Eu pensava que raspar e alisar o cabelo entre a boleirada, começou mesmo com Ronaldo e Neymar, mas lendo o clássico O negro no futebol brasileiro de Mário Filho, percebi que isso é tão velho quanto as causas do fato.

Friedenreich já apontava esse comportamento desde o início do século 20. O primeiro a fazer mil gols é descrito como um mulato (filho de uma negra com um alemão), que antes de entrar em cada partida ficava se esforçando em manter a madeixa estivada, ou com um gorro, caso contrário não subia em campo. Esse não era um caso raro, só o mais famoso.

Pouco depois veio a era do pó de arroz, como artefato principal dos jogadores negros do Fluminense, pra dar o tom da brancura antes dos Jogos e não desagradar os torcedores e nem a cartolagem do time da elite carioca.

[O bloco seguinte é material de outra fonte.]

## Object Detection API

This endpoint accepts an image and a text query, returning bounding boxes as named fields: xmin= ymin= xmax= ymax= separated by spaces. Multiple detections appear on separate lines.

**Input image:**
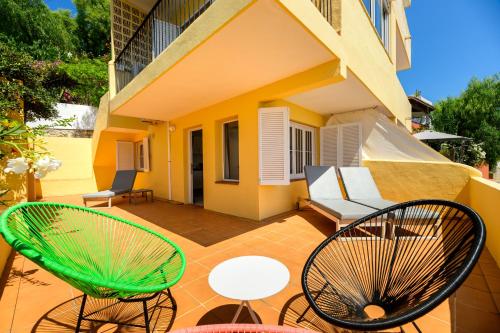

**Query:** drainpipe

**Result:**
xmin=167 ymin=121 xmax=172 ymax=201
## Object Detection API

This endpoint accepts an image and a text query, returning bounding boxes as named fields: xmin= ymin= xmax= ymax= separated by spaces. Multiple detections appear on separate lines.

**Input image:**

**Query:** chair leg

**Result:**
xmin=142 ymin=301 xmax=149 ymax=333
xmin=167 ymin=288 xmax=177 ymax=311
xmin=411 ymin=321 xmax=422 ymax=333
xmin=296 ymin=283 xmax=328 ymax=324
xmin=75 ymin=294 xmax=87 ymax=333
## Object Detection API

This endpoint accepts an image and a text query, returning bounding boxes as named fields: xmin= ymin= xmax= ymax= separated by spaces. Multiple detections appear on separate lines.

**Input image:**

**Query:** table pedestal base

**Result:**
xmin=231 ymin=301 xmax=260 ymax=324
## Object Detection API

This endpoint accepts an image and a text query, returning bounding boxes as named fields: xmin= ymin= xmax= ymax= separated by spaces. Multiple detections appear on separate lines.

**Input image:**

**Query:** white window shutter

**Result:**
xmin=320 ymin=126 xmax=340 ymax=166
xmin=259 ymin=107 xmax=290 ymax=185
xmin=142 ymin=137 xmax=150 ymax=172
xmin=320 ymin=123 xmax=362 ymax=167
xmin=341 ymin=123 xmax=361 ymax=167
xmin=116 ymin=141 xmax=135 ymax=171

Até porque negros no futebol profissional eram uma novidade, já que ninguém os queria. Por Ironia, o primeiro a apostar no talento dos jogadores negros foi o Vasco, o time da colônia. Fato que contou com a admiração de Carlos Drummond de Andrade, pois o poeta declarou ser torcedor do Vasco por ter sido o primeiro time a assumir a negrada.

O apelido de “pó de arroz” ficou na torcida do Fluminense, e por conta de ser tricolor e formado pela elite da cidade, esse apelido foi estendido à torcida do São Paulo. Há quem afirme que a prática do pó de arroz também contagiou os jogadores paulistas, mas a contradição é que o tricolor do Morumbi contratou Leônidas da Silva, o “Diamante Negro”, poucos anos após sua fundação em 1942, e em 1947 contava com Adhemar Ferreira da Silva, o “ouro negro brasileiro”, bicampeão olímpico em 52/56 (salto triplo), na sua equipe de atletismo.

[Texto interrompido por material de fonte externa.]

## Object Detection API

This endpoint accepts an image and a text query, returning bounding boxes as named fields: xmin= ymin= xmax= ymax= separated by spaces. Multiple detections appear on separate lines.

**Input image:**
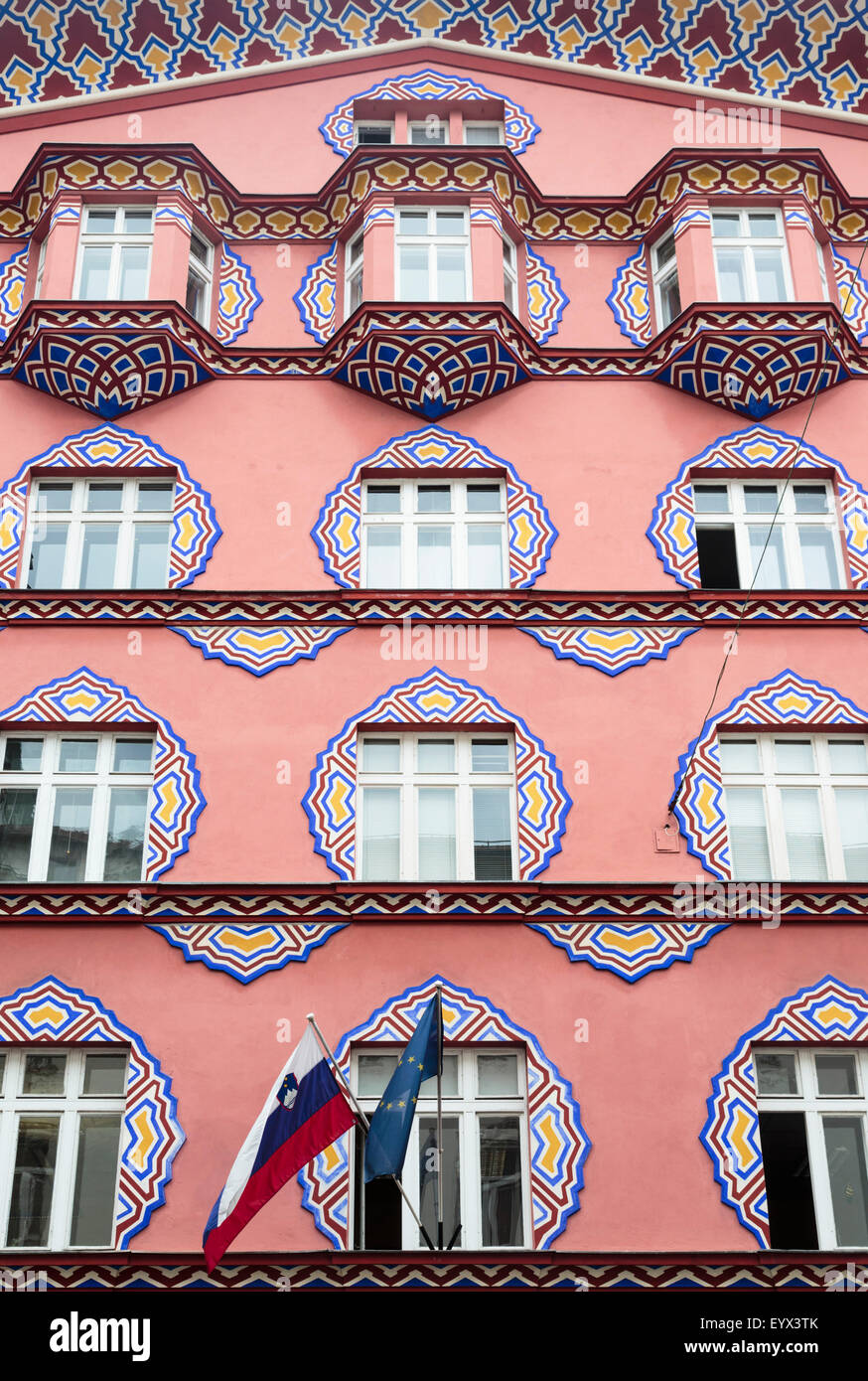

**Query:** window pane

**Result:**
xmin=397 ymin=244 xmax=429 ymax=302
xmin=436 ymin=244 xmax=467 ymax=302
xmin=724 ymin=786 xmax=772 ymax=882
xmin=87 ymin=485 xmax=124 ymax=514
xmin=36 ymin=484 xmax=72 ymax=514
xmin=781 ymin=787 xmax=828 ymax=882
xmin=468 ymin=485 xmax=504 ymax=514
xmin=479 ymin=1116 xmax=524 ymax=1247
xmin=78 ymin=244 xmax=112 ymax=302
xmin=131 ymin=522 xmax=171 ymax=590
xmin=718 ymin=739 xmax=759 ymax=772
xmin=102 ymin=787 xmax=150 ymax=882
xmin=829 ymin=739 xmax=868 ymax=772
xmin=754 ymin=1051 xmax=799 ymax=1098
xmin=693 ymin=485 xmax=730 ymax=514
xmin=418 ymin=739 xmax=456 ymax=772
xmin=364 ymin=528 xmax=400 ymax=590
xmin=794 ymin=485 xmax=829 ymax=514
xmin=69 ymin=1113 xmax=120 ymax=1247
xmin=775 ymin=739 xmax=817 ymax=772
xmin=112 ymin=739 xmax=153 ymax=772
xmin=0 ymin=787 xmax=36 ymax=882
xmin=362 ymin=737 xmax=400 ymax=772
xmin=6 ymin=1116 xmax=61 ymax=1247
xmin=417 ymin=528 xmax=453 ymax=579
xmin=117 ymin=244 xmax=150 ymax=302
xmin=814 ymin=1051 xmax=858 ymax=1098
xmin=365 ymin=485 xmax=400 ymax=514
xmin=822 ymin=1118 xmax=868 ymax=1247
xmin=81 ymin=1051 xmax=127 ymax=1098
xmin=468 ymin=524 xmax=504 ymax=590
xmin=418 ymin=786 xmax=458 ymax=882
xmin=358 ymin=1055 xmax=397 ymax=1098
xmin=754 ymin=250 xmax=787 ymax=302
xmin=21 ymin=1055 xmax=67 ymax=1098
xmin=419 ymin=1118 xmax=462 ymax=1247
xmin=474 ymin=786 xmax=512 ymax=882
xmin=81 ymin=522 xmax=118 ymax=590
xmin=415 ymin=485 xmax=453 ymax=514
xmin=362 ymin=786 xmax=400 ymax=882
xmin=748 ymin=525 xmax=788 ymax=590
xmin=471 ymin=739 xmax=512 ymax=772
xmin=715 ymin=250 xmax=748 ymax=302
xmin=58 ymin=739 xmax=98 ymax=772
xmin=3 ymin=739 xmax=43 ymax=772
xmin=799 ymin=528 xmax=840 ymax=590
xmin=135 ymin=479 xmax=175 ymax=514
xmin=835 ymin=786 xmax=868 ymax=882
xmin=476 ymin=1054 xmax=518 ymax=1098
xmin=28 ymin=522 xmax=69 ymax=590
xmin=49 ymin=787 xmax=93 ymax=882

Outro fato curioso é que o São Paulo foi o primeiro clube a contar com mulheres negras no atletismo, como no caso das velocistas Melania Luz, primeira atleta negra do Brasil a participar de uma Olimpíada, em Londres (1948) e Wanda Santos, medalhista pan-americana em Buenos Aires (1951), México (55) e Chicago (59), segunda mulher negra brasileira em Olimpíadas.

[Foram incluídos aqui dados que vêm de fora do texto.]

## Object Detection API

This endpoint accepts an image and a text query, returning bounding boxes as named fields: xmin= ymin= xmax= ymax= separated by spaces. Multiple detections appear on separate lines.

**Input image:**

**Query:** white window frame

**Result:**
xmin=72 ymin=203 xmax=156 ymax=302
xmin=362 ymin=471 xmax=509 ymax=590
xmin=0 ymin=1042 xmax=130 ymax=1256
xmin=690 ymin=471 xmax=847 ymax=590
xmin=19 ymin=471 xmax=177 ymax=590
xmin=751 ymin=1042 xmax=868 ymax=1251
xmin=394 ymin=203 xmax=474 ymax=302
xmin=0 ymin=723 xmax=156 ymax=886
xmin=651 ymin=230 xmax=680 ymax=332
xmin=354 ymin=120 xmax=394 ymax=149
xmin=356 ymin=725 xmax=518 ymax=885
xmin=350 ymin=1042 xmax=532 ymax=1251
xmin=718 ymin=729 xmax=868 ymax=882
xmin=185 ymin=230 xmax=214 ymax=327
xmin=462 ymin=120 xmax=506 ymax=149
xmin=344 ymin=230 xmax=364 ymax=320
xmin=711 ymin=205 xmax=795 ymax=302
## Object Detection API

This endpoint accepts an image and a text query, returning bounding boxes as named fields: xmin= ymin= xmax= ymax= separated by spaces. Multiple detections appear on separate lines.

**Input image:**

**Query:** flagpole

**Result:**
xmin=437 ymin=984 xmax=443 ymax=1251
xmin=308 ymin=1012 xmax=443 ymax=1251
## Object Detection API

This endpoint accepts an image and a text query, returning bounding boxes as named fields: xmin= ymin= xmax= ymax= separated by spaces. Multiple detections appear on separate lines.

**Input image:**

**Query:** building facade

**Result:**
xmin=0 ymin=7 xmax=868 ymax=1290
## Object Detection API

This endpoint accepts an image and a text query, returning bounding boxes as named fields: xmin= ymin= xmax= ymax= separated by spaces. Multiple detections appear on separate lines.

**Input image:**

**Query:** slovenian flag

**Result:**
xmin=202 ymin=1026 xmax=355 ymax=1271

A aceitação dos atletas negros e negras no futebol e no atletismo não tem como ponto principal a superação do racismo e sim o desempenho acima da média desses atletas, e os casos pioneiros de Vasco e São Paulo são positivos, mas devem ser relativizados. Pois, mesmo depois de estarem no quadro de atletas profissionais, os jogadores negros ainda tentavam se embranquecer na cor e no cabelo.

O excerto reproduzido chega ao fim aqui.